Article

分子生物学:アルコールに由来するDNA架橋は2つの異なる機構により修復される

Nature 579, 7800 doi: 10.1038/s41586-020-2059-5

アセトアルデヒドは非常に反応性が高く、DNAを損傷する代謝物で、アルコールを摂取した際に産生される。アジア人ではアセトアルデヒドの解毒が十分に行われないことが多く、これがアルコールに関連するがんと関連付けられている。アセトアルデヒドが誘導する損傷から細胞を守っているのはDNA架橋修復で、この修復が障害されると、ファンコニ貧血(FA)が引き起こされる。この病気では血液細胞が産生できなくなり、がんの素因となる。

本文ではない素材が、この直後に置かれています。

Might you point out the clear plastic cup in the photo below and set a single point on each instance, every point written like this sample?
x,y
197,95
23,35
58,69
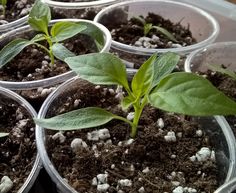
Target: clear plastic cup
x,y
37,164
203,26
217,129
47,82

アセトアルデヒド解毒系とFA経路の不活性化が組み合わさると変異が誘発され、悪性腫瘍が加速し、血液幹細胞の迅速な消耗が起こる。しかし、アセトアルデヒドによって引き起こされるDNA損傷がどのようなものなのか、またそれはどのようにして修復されるのかという重要な疑問は、まだ解明されていない。今回我々は、アフリカツメガエル(Xenopus)の卵抽出物を用いて、アセトアルデヒドにより誘発されるDNA鎖間の架橋を生成させ、その修復機構を明らかにした。この損傷を修復する、複製と連携した経路が2つ見つかった。第一の修復機構はFA経路で、化学療法薬シスプラチンによって引き起こされる鎖間架橋の修復に使われる機構とよく似た、切除による修復である。しかし、アセトアルデヒドが誘導する架橋の修復では、シスプラチンが誘導する架橋の修復に比べて変異頻度が高くなり、変異スペクトルが変化する。第二の修復機構は複製フォークの収束を必要とするが、DNA切断は起こらず、代わりにアセトアルデヒド架橋自体が破壊される。この架橋修復は、YファミリーのDNAポリメラーゼREV1によって完了し、第一の機構とは別の変異スペクトルが生じる。これらの結果は、内在性の代謝物やアルコール由来の代謝物が引き起こすDNAの鎖間架橋の修復経路を明確にしており、切除とは無関係な修復機構の存在が突き止められた。